When I opened my first store at age 23, it was a rough affair—small showroom, pegboard on walls and hanging deckboards. However, I could always sell, and it served to keep me in business.

In a short while, I could afford some manufacturers’ displays, enlarge the showroom and do some advertising. Unfortunately, this is as far as it got, and I became an average flooring retailer: Keeping the same hours, doing little or no training and not understanding when to advertise and why advertising works or doesn’t—just like 95% of the flooring retailers across America.

Things have improved slightly, mainly because of manufacturers’ retail programs and merchandising groups, although many of these aligned dealers try as hard as they can to return to their old ways.

Fortunately, I had a wise mother, and among the things she implanted in my soul was, “Warren, if everyone is doing it, it’s wrong.” This woke me up to the fact that if I kept running my business like everyone else, I would be like everyone else. So where does a retailer get his education? I’m not aware of a school of retailing, and parents and mentors ran their stores just like you do.

It made sense to copy what the successful stores were doing. The large flooring chains of the time were not very reputable, and although they did business, most of us wouldn’t want to copy their ethics. That doesn’t mean we can’t learn something from them. It seemed to me the department stores were the retailers to emulate. At the time, Sears was the largest carpet dealer in the world, and significant volumes were done by Macy’s, B. Altman and others. Very few independents did well. Einstein-Moomjy would have been at the top of this pile at the time.

Studying these stores, I realized they all did the same things right, while everyone else did the same things wrong. Here’s a crash course from what I observed. If what you read from here motivates you, a must-read book is “Warren Tyler on Retail.”

The term professional retailers mostly refers to national retailers, especially department stores. Professional retailers open when consumers are not working; that means they don’t close until 9 p.m. or 10 p.m. They are open Saturday afternoons, because in most areas, flooring business starts at 2 p.m. on Saturday, and they are open on Sundays. Average retailers don’t follow these rules.

Professional retailers also advertise when people are buying and don’t advertise when they aren’t. They also know that conventional wisdom is always wrong, such as the little ditty: “You have to keep your name out there.” In today’s world, you can do this in social media, but a tiny ad every week or two gives the impression you are a tiny store. So whether you choose radio, TV or print you have to go big.

I found that the professionals discovered what I call, “Proven Consumer Buying Periods.” Some of them are Columbus Day, Veterans’ Day (#1), Thanksgiving weekend, New Year’s Day (#3), President’s Day (#2), Memorial Day, July 4th and the week after Labor Day. So the bulk of your ad budget should be reserved for these times.

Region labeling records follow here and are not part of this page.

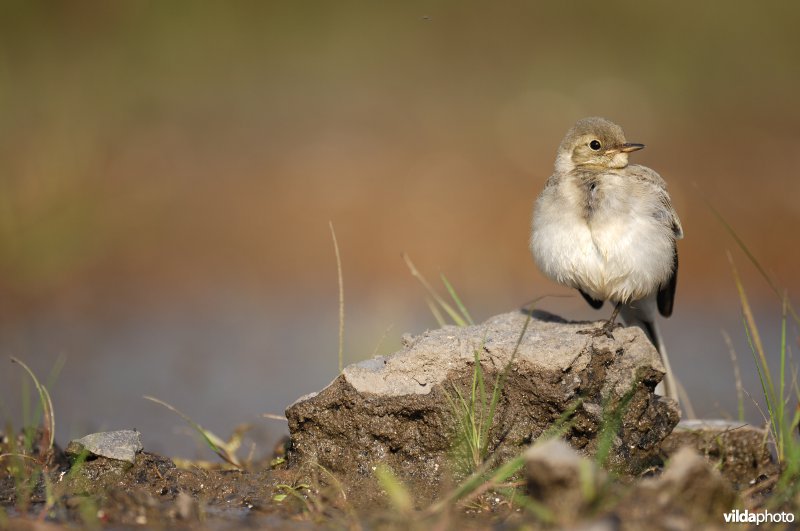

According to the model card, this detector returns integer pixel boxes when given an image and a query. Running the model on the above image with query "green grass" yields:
[143,396,248,468]
[706,205,800,507]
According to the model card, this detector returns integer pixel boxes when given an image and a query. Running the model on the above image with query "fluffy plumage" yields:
[530,118,683,399]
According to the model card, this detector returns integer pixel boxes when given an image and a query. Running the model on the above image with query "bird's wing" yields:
[628,165,683,317]
[656,247,678,317]
[578,288,603,310]
[625,164,683,240]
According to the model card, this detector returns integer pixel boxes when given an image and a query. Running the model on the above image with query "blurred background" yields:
[0,0,800,457]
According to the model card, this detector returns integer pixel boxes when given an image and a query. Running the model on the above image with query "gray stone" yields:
[286,311,679,488]
[525,439,606,525]
[65,430,143,463]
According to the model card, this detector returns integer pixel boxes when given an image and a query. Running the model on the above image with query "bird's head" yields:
[556,118,644,173]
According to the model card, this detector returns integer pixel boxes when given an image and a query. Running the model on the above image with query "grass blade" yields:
[328,221,344,372]
[708,195,800,325]
[440,273,475,325]
[403,253,467,326]
[11,356,56,452]
[142,395,242,468]
[375,463,414,514]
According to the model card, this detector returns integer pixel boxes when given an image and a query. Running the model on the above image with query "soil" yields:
[0,426,792,529]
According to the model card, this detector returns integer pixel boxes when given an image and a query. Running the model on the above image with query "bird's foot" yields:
[577,321,622,339]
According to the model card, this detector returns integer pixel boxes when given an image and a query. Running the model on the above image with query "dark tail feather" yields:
[620,297,680,404]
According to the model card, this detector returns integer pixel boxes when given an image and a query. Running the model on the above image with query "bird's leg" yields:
[578,302,622,339]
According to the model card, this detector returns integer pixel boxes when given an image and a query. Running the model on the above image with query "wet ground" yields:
[0,418,797,529]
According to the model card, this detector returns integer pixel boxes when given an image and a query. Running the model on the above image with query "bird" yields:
[530,117,683,401]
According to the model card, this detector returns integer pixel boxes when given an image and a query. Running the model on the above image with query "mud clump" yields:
[286,312,679,486]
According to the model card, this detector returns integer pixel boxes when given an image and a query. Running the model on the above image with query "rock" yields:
[616,447,736,530]
[525,439,606,525]
[661,420,779,488]
[286,311,679,488]
[64,430,143,463]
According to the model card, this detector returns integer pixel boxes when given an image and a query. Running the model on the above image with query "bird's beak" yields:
[620,143,644,153]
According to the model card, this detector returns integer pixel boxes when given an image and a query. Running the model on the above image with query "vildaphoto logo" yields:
[722,509,794,525]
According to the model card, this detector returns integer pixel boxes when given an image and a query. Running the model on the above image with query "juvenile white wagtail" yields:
[530,118,683,400]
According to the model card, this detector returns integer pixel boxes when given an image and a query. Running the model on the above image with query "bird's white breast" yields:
[530,175,674,303]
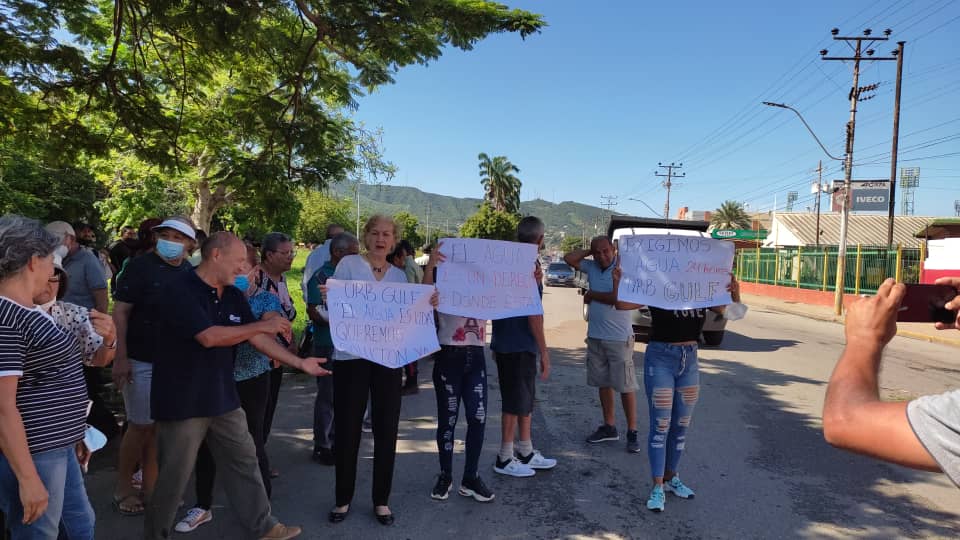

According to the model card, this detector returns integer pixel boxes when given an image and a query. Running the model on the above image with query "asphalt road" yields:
[88,288,960,540]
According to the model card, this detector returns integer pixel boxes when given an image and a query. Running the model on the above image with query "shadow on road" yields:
[701,356,960,538]
[706,330,800,352]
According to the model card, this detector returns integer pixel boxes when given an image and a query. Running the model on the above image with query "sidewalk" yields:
[742,294,960,347]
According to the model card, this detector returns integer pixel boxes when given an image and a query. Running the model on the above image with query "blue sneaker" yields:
[663,476,694,499]
[647,486,667,512]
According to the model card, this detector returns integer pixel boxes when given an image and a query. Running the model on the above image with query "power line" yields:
[653,163,687,219]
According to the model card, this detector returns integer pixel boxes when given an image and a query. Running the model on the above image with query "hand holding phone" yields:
[897,284,957,325]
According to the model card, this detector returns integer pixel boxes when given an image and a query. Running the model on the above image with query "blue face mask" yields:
[233,274,250,292]
[157,238,183,261]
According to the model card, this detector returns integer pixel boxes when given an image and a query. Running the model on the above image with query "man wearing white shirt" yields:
[300,223,343,302]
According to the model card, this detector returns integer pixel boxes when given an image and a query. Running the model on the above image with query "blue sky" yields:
[356,0,960,216]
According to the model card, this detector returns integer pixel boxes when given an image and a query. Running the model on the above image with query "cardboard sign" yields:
[327,279,440,368]
[617,234,734,309]
[437,238,543,320]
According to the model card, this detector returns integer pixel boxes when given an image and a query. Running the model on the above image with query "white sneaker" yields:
[173,506,213,532]
[493,457,537,478]
[517,450,557,470]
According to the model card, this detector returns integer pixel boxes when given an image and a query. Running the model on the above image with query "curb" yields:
[751,303,960,347]
[897,330,960,347]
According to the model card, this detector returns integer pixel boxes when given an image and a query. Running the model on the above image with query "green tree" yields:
[710,201,751,229]
[393,211,423,247]
[477,152,521,214]
[296,190,354,244]
[460,202,520,240]
[0,0,544,228]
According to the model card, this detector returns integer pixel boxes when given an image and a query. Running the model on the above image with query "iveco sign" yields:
[833,180,890,212]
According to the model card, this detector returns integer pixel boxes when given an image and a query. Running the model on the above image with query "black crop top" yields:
[650,306,708,343]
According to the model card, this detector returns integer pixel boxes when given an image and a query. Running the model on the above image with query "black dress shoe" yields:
[327,508,350,523]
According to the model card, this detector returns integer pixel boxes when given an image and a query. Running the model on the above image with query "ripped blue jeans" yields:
[433,345,487,479]
[643,341,700,478]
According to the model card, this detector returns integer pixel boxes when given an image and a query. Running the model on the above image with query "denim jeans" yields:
[643,341,700,478]
[433,345,487,480]
[0,446,94,540]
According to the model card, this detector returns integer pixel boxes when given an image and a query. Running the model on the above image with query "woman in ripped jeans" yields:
[643,275,740,512]
[423,242,494,502]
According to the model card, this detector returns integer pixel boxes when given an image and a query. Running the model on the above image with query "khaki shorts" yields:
[586,336,639,394]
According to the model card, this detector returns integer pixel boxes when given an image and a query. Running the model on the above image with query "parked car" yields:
[543,263,573,287]
[577,216,727,347]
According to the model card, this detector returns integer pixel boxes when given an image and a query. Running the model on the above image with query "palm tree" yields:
[710,201,751,229]
[477,152,521,214]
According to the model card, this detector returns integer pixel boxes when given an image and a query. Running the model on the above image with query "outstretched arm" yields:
[823,279,940,471]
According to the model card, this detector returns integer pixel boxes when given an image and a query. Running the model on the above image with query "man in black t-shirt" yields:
[111,218,196,515]
[145,232,329,540]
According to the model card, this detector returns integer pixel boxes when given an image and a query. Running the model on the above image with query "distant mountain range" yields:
[332,184,609,246]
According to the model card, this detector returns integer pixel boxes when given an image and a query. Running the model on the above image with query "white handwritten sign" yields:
[617,234,734,309]
[327,279,440,368]
[437,238,543,320]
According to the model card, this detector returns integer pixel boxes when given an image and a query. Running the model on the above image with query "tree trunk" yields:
[191,180,227,234]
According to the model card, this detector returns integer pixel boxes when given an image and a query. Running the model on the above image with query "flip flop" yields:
[113,493,144,516]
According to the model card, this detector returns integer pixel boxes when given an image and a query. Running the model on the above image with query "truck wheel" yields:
[703,330,724,347]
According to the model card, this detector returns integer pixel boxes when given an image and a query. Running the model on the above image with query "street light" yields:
[763,100,860,315]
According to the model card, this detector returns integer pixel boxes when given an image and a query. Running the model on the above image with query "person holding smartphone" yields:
[823,277,960,486]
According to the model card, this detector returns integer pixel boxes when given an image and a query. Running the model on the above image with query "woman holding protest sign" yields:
[632,267,742,512]
[321,215,438,525]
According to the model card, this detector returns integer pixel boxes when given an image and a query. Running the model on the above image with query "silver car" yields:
[543,263,573,287]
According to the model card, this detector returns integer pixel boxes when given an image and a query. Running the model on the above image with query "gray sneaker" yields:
[587,424,620,444]
[627,429,643,454]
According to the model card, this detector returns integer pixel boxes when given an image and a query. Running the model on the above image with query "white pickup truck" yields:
[574,216,727,347]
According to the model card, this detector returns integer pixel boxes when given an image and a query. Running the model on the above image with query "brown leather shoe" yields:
[260,523,303,540]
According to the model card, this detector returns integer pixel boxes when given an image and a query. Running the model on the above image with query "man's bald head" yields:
[198,231,247,287]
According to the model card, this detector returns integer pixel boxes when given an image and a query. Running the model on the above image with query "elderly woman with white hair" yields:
[0,215,94,540]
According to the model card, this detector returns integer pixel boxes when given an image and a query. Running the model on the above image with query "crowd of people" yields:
[0,210,960,540]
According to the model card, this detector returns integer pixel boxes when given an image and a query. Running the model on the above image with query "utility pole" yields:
[427,203,430,246]
[600,195,617,229]
[820,28,896,315]
[816,159,823,249]
[887,41,906,249]
[653,163,687,220]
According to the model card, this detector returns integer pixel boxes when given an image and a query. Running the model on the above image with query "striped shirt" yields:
[0,296,87,454]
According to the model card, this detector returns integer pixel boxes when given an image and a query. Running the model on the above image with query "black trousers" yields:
[237,371,273,497]
[333,360,402,506]
[194,371,273,510]
[263,365,283,444]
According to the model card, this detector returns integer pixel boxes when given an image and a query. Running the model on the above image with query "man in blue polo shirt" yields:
[145,232,329,540]
[563,236,642,453]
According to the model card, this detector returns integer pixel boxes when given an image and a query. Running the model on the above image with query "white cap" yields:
[44,221,77,240]
[83,426,107,452]
[151,219,197,240]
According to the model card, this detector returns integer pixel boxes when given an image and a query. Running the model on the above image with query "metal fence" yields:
[734,242,925,294]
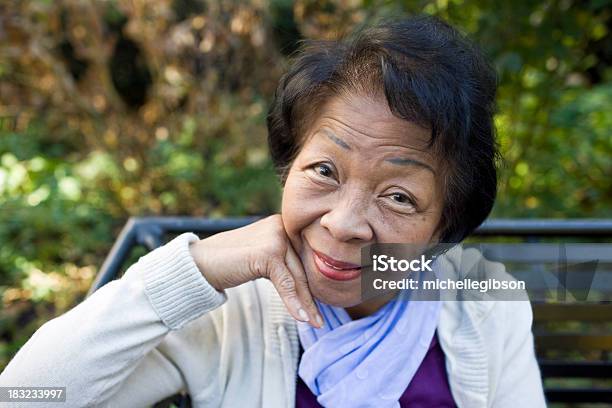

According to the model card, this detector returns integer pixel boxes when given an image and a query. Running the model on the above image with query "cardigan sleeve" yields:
[491,301,546,408]
[0,233,227,407]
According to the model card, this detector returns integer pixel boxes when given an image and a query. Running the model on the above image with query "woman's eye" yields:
[389,193,414,206]
[313,163,334,177]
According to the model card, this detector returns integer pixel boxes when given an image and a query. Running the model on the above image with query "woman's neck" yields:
[344,291,397,320]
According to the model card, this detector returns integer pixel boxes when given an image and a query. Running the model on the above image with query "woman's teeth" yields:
[321,259,353,271]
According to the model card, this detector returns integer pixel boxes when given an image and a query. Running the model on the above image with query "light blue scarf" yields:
[298,290,441,408]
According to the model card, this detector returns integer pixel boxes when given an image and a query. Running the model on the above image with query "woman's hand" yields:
[190,214,323,327]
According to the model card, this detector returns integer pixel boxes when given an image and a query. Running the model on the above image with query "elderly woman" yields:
[0,17,545,408]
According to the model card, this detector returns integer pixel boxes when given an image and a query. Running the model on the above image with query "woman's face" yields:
[282,95,443,307]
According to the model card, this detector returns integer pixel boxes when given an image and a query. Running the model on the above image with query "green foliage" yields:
[0,0,612,367]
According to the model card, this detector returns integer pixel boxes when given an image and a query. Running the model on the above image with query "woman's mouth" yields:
[312,249,361,281]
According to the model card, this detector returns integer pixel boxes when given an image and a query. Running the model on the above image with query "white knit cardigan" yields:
[0,233,545,408]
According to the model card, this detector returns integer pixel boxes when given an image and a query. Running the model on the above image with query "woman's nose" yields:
[321,197,374,242]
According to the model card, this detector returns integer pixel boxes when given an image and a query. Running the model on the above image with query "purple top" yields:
[295,333,457,408]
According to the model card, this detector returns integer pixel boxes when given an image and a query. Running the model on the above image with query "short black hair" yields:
[267,16,499,242]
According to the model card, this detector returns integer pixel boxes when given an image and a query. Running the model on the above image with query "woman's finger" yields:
[285,245,323,327]
[269,260,310,322]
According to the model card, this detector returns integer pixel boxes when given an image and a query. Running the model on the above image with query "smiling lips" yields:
[313,249,361,281]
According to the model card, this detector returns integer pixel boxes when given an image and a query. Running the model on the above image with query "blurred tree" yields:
[0,0,612,368]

There are a few periods where consumers aren’t buying flooring. Two are the weeks before the Jewish and Christian holidays in the spring and the weeks before Labor Day—back to school is the issue.

If you have no idea how to create an ad that sells, rush out and buy “Ogilvy on Advertising.” You won’t be able to put it down. I will write more on this in the future. “Warren Tyler on Retail” sheds more light on advertising that sells as well as showrooms that sell. This information works; there is nothing like coming to work at 8 a.m. on a cold Veterans’ Day and finding 50 people at the door waiting for your 9 a.m. opening.

Professional stores display large samples and rarely use manufacturers’ displays. Average stores use small samples and have a jumble of mill racks. Professional stores keep their showroom spotless; average stores don’t. Professional stores have more people working during busy periods and fewer during slow times. Average stores don’t.

How do the professional stores know? They all use “sales patterning books,” so they know exactly when customers are likely to show up. My book tells you how to set one up.

Another thing I have learned from the national flooring chains is teaching salespeople to close the first time in. They write orders on approximate measures. Professional retailers know there are “bellwether fabrics” that the public knows. Average retailers have no idea.

For example, when DuPont first introduced Stainmaster, for whatever you may think of the process, the marketing was genius. Even today, consumers know Stainmaster. At first, it was pricy, and dealers paid $6 to $7 a yard. So one store, Kaufman’s, advertised Stainmaster at $8 a yard completely installed with padding and it drove average stores crazy. It put three or four ratty colors in the corner and only sold them at the threat of death to the salespeople. But, of course, consumers wanted more choice, and if Kaufman’s could sell Stainmaster at that price, then everything else must be a bargain.

Professional stores always private label, collect money up front and make top markup even on commercial work. Average stores don’t.